From   Kevin Geraghty <kevin@ecotope.com>
To   statalist@hsphsun2.harvard.edu
Subject   Re: st: RE: if, in using issues with ado files: syntax bug?
Date   Mon, 12 Mar 2012 16:19:48 -0700 (PDT)

Thanks, Nick.

It still feels like unexpected and illogical behavior to me. The syntax permits one to combine "if" and "using", or "in" and "using".  Given the current syntax-checker  behavior, I cannot think of *any* circumstances where it in fact makes sense to write a command with both "if" and "using", or both "in" and "using". So why permit it?
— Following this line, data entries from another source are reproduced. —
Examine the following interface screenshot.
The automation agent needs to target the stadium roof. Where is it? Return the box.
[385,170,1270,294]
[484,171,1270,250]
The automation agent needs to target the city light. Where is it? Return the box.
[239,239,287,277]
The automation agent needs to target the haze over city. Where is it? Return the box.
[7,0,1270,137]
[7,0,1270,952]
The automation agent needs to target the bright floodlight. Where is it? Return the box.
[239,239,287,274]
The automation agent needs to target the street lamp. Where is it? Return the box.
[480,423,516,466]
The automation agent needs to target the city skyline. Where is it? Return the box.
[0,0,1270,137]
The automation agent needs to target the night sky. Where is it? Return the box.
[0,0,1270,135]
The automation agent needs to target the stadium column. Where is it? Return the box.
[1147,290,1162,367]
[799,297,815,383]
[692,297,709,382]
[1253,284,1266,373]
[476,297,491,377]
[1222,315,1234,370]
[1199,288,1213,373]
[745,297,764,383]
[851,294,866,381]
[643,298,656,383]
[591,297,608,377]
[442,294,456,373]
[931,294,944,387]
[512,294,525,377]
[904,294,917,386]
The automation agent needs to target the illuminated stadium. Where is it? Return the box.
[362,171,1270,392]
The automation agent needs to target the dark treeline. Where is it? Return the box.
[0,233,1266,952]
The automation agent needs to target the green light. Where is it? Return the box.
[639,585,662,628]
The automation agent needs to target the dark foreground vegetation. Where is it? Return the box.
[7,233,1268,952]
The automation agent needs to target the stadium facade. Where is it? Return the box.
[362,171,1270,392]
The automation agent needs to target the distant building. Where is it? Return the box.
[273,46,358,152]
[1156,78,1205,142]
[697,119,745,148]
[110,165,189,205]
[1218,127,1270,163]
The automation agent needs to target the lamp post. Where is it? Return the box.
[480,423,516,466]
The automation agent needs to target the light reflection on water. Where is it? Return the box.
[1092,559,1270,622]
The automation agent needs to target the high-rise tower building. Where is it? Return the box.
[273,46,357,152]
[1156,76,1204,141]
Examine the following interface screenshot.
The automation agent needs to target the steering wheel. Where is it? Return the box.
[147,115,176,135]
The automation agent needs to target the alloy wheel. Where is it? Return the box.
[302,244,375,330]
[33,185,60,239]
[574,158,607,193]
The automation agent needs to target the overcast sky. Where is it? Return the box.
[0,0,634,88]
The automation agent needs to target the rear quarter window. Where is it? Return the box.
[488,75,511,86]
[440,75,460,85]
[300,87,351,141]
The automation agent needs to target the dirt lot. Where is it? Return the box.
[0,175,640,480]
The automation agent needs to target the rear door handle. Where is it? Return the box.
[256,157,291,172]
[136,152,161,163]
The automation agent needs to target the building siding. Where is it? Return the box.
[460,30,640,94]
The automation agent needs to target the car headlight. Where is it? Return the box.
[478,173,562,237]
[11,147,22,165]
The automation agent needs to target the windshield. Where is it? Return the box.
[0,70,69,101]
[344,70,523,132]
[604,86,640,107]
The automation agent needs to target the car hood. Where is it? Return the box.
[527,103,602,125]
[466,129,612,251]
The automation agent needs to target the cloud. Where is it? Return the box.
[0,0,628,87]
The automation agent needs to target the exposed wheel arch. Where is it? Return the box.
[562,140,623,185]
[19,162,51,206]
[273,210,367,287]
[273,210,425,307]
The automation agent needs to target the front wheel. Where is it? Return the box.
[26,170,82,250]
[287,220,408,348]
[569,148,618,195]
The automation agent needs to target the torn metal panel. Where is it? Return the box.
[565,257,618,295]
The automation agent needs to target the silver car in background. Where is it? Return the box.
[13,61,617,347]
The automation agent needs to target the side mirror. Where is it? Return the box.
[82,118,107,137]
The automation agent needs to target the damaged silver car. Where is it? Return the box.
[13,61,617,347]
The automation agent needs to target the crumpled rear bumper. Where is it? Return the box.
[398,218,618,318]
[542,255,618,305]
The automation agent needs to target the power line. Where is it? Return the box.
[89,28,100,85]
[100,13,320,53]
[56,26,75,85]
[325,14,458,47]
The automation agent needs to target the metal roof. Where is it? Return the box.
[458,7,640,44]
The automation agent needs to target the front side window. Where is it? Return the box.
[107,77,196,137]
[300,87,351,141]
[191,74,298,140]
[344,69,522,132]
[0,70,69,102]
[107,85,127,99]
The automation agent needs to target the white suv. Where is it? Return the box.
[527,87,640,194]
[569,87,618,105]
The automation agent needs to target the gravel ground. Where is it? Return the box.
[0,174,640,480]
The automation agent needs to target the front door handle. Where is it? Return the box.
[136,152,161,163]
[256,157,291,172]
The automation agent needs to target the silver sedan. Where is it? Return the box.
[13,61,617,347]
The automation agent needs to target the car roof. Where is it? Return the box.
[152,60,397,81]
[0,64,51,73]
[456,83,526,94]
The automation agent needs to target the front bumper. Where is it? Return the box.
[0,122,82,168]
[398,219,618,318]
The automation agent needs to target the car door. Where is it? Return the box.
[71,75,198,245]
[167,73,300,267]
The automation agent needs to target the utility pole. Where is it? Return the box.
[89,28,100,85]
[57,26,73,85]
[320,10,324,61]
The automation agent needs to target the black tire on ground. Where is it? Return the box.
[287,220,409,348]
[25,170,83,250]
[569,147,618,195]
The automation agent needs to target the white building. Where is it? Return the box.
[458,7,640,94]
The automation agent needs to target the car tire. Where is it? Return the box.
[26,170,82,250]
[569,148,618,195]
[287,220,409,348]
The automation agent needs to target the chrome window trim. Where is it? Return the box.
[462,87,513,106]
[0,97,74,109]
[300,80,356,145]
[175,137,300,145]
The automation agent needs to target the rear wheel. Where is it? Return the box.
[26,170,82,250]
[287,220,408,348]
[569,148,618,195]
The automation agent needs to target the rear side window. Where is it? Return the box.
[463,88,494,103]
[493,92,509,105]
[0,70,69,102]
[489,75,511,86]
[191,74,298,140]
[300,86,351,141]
Same deal with combining a varlist with "using". 

note also that the stata builtin "describe" takes both a varlist and a "using" clause, and it behaves in accordance with my intuition, not with the syntax enforced on user-written ado files. That is, the validity of the varlist is checked against the "using" dataset, not against the one in memory. In truth though, a cursory sweep does not reveal instances of stata built-ins which combine "if" or "in" with "using", and "describe" is the only example I stumbled across of varlist + "using"



 

----- Original Message -----
From: "Nick Cox" <njcoxstata@gmail.com>
To: statalist@hsphsun2.harvard.edu
Sent: Monday, March 12, 2012 1:40:19 PM
Subject: Re: st: RE: if, in using issues with ado files: syntax bug?
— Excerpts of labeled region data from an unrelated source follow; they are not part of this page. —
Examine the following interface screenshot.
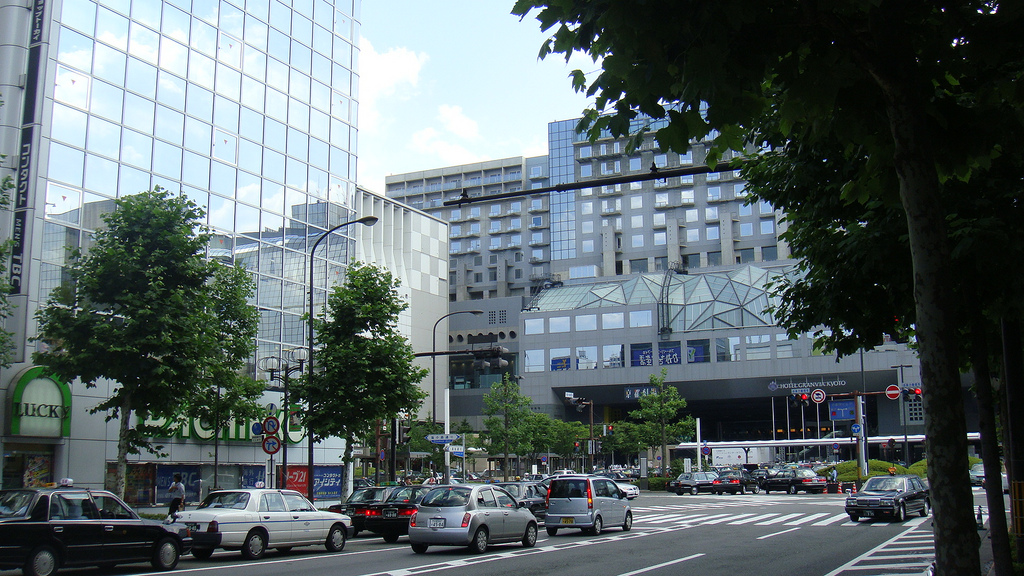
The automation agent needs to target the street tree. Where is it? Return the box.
[295,262,428,487]
[33,188,259,496]
[483,374,530,481]
[629,368,694,470]
[513,0,1024,576]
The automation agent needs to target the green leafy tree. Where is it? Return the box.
[33,188,258,496]
[295,262,427,487]
[513,0,1024,576]
[630,368,694,474]
[483,374,530,481]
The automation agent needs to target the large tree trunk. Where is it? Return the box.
[971,319,1014,576]
[871,60,981,576]
[114,394,132,500]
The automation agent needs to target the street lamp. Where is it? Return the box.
[306,216,379,501]
[256,348,309,488]
[430,310,483,484]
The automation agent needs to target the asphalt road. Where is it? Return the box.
[8,489,999,576]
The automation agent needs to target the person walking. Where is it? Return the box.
[167,474,185,516]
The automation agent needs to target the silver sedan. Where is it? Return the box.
[409,484,537,554]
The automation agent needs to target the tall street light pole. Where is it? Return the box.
[254,348,308,488]
[306,216,379,501]
[430,310,483,484]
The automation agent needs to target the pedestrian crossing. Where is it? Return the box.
[633,506,930,528]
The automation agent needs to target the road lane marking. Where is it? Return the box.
[618,554,705,576]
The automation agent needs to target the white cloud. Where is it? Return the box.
[359,37,430,130]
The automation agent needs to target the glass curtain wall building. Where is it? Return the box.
[0,0,360,494]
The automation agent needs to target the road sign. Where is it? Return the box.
[263,416,281,436]
[426,434,462,444]
[828,400,856,421]
[263,436,281,454]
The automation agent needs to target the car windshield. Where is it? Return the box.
[347,488,387,502]
[0,490,35,518]
[199,492,249,510]
[420,486,473,507]
[861,476,903,492]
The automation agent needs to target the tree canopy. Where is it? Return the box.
[513,0,1024,575]
[33,188,261,495]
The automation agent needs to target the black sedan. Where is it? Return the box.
[761,468,825,494]
[0,487,191,576]
[711,470,761,494]
[360,486,434,544]
[846,475,932,522]
[327,486,398,536]
[666,472,718,494]
[498,482,548,521]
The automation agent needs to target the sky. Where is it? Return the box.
[357,0,599,195]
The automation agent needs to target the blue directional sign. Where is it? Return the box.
[828,398,857,421]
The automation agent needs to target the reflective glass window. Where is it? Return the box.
[86,116,121,158]
[153,140,181,179]
[96,6,128,50]
[57,27,92,72]
[85,154,118,196]
[46,142,85,187]
[128,22,160,65]
[160,37,188,78]
[50,104,88,148]
[155,106,185,146]
[53,66,89,109]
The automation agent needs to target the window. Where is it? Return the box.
[601,312,626,330]
[523,349,545,372]
[575,346,597,370]
[630,342,654,366]
[548,316,569,334]
[686,338,711,364]
[575,314,597,332]
[630,307,651,328]
[523,318,544,334]
[601,344,625,368]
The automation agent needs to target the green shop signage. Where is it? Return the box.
[10,366,71,438]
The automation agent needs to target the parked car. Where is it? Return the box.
[711,470,761,494]
[327,486,397,536]
[846,475,932,522]
[0,487,193,576]
[544,476,633,536]
[409,484,538,554]
[497,482,548,520]
[666,471,718,495]
[967,462,985,486]
[761,468,825,494]
[354,486,433,544]
[173,488,352,560]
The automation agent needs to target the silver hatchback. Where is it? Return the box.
[544,476,633,536]
[409,484,538,554]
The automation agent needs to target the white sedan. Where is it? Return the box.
[168,488,352,560]
[615,482,640,500]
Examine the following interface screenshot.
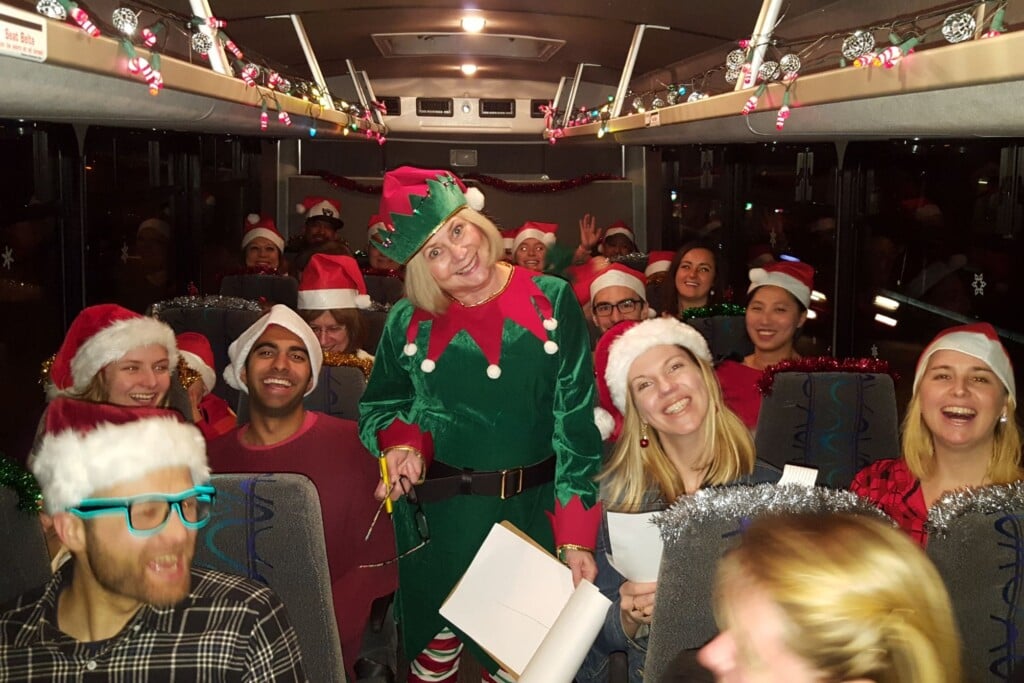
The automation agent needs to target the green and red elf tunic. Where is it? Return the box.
[359,268,601,661]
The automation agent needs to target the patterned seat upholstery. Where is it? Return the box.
[754,372,899,488]
[927,482,1024,681]
[643,483,885,682]
[195,474,346,683]
[236,366,367,425]
[0,486,50,605]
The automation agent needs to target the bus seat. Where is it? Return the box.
[643,483,884,681]
[236,366,367,425]
[0,486,51,605]
[686,315,754,362]
[754,372,899,488]
[927,482,1024,681]
[195,474,346,683]
[364,274,406,305]
[152,296,263,405]
[220,272,299,309]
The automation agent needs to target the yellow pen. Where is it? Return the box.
[378,454,393,514]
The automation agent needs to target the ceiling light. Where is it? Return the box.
[462,14,487,33]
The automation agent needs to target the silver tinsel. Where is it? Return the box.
[843,31,874,61]
[758,61,782,81]
[36,0,68,22]
[654,483,894,544]
[111,7,138,36]
[925,481,1024,537]
[147,294,263,318]
[725,49,746,69]
[190,31,213,54]
[942,12,978,43]
[778,52,803,76]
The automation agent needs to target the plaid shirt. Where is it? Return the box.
[0,562,306,683]
[850,458,928,546]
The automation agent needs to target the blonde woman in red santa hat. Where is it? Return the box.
[359,167,601,682]
[851,323,1024,545]
[177,332,237,441]
[715,261,814,429]
[242,213,286,274]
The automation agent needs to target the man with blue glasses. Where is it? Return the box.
[0,398,306,681]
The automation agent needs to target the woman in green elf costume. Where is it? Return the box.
[359,167,601,682]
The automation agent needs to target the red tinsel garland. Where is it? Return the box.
[758,355,899,396]
[314,171,623,195]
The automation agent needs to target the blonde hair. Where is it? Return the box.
[598,347,755,512]
[901,384,1024,483]
[715,513,961,683]
[406,206,505,315]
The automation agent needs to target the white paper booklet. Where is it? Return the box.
[440,522,611,683]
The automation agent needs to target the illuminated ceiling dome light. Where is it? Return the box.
[462,14,487,33]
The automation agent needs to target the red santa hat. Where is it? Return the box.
[30,398,210,514]
[242,213,285,251]
[913,323,1017,402]
[50,303,178,394]
[512,220,558,251]
[590,263,647,301]
[374,166,483,263]
[643,251,676,282]
[295,196,345,229]
[746,261,814,308]
[177,332,217,393]
[604,317,712,415]
[223,303,324,396]
[297,254,371,310]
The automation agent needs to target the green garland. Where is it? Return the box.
[0,454,43,512]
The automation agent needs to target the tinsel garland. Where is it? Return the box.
[925,481,1024,538]
[679,303,746,323]
[313,171,623,195]
[758,355,899,396]
[150,294,263,319]
[324,351,374,380]
[0,454,43,513]
[654,483,895,544]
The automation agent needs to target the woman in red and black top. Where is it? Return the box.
[852,323,1024,546]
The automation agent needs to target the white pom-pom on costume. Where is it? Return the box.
[594,405,615,441]
[466,187,483,211]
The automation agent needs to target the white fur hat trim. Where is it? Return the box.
[223,303,324,396]
[604,317,712,415]
[178,349,217,393]
[71,316,178,393]
[32,417,210,514]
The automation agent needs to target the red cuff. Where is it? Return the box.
[548,496,601,550]
[377,418,434,467]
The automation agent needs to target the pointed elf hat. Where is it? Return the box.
[31,397,210,514]
[50,303,178,394]
[295,196,345,229]
[373,166,483,263]
[242,213,285,251]
[512,220,558,251]
[177,332,217,393]
[746,261,814,308]
[297,254,371,310]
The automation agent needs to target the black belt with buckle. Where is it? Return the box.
[416,456,555,503]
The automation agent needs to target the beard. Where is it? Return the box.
[86,524,196,607]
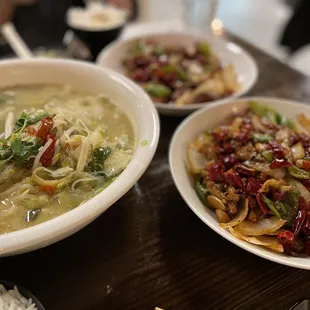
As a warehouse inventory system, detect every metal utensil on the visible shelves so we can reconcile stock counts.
[0,22,33,59]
This is an example. It's not an elegant program, but then I wouldn't
write a program to do what Kevin is doing. (Very likely he wouldn't
either; he's presumably just concocting an example to make a point.)

program kg_maxval, rclass
version 12
syntax name [using] [, if(str) in(str) ]

preserve
if `"`using'"' != "" {
      use `using', clear
}

local 0 `name' `if' `in'
syntax varname [if] [in]

collapse (max) `varlist' `in' `if'
return local max = `varlist'[1]
end

On Mon, Mar 12, 2012 at 6:37 PM, Nick Cox <njcoxstata@gmail.com> wrote:

> What you can also do is pass your -if- and -in- conditions as options.
> That way, they can used when you need them.
>
> Nick
>
> On Mon, Mar 12, 2012 at 6:26 PM, Nick Cox <n.j.cox@durham.ac.uk> wrote:
>> This isn't a bug in -syntax-. It's intended behaviour, or a result of it. It's -syntax-'s job to compare
>>
>> (1) what is supplied as if it were a varlist
>>
>> with
>>
>> (2) what variables are in memory when the program in question is called
>>
>> _if and only if_
>>
>> a varlist is also specified to -syntax- as part of what should or could be supplied. It's doing what you asked.
>>
>> Note that there's no rule that -syntax- must be fed varlist as one of the elements of a legal program call.
>>
>> What is in -using()-'s argument is a different question. Of course, there are occasions like this when what you care about what is in the using file, but you have to program accordingly.
>>
>> What you need here, I think, is a namelist.
>>
>> Nick
>> n.j.cox@durham.ac.uk
>>
>> Kevin Geraghty
>>
>> consider the following example .ado file, which uses standard stata syntax:
>>
>>
>> program define maxval, rclass
>>    syntax varname [if] [in] [using]
>>    version 12
>>
>>    preserve
>>        if `"`using'"' !=`""' {
>>            use `using', clear
>>        }
>>
>>        collapse (max) `varlist' `in' `if'
>>        return local max = `varlist'[1]
>>    restore
>>
>> end
>>
>>
>> It is supposed to return the max of a specified numeric variable, subject to any "if" or "in"
>>  conditions, in the specified "using" data set or the current data set if no "using" data set is specified.
>>
>> Problem is, it doesn't work as intended because the syntax checker checks the validity of the varlist, and of the "if" and "in" conditions, against the in-memory data set rather than the "using" data set.
>>
>> That is, suppose you have a data set on disk called "test.dta", containing a numeric variable "fu". If you invoke your ado file
>>  "maxval fu using test" it will throw an error complaining that "fu" is not defined.  If, by pure chance, you have an in-memory data set with the variable "fu" defined, the code will work as intended, that is the program's return value will be the max of "fu" in test.dta, not the max of in-memory "fu". The same is true of the "in" and "if" qualifiers, that is, suppose your in-memory data set contains ten records, but "test.dta" contains 50.  If you invoke "maxval fu in 30/50 using test" it will throw an error complaining about observation numbers out of range.
>>
>> This strikes me as incorrect behavior. As a stata bug. Does anybody disagree? Am I missing something?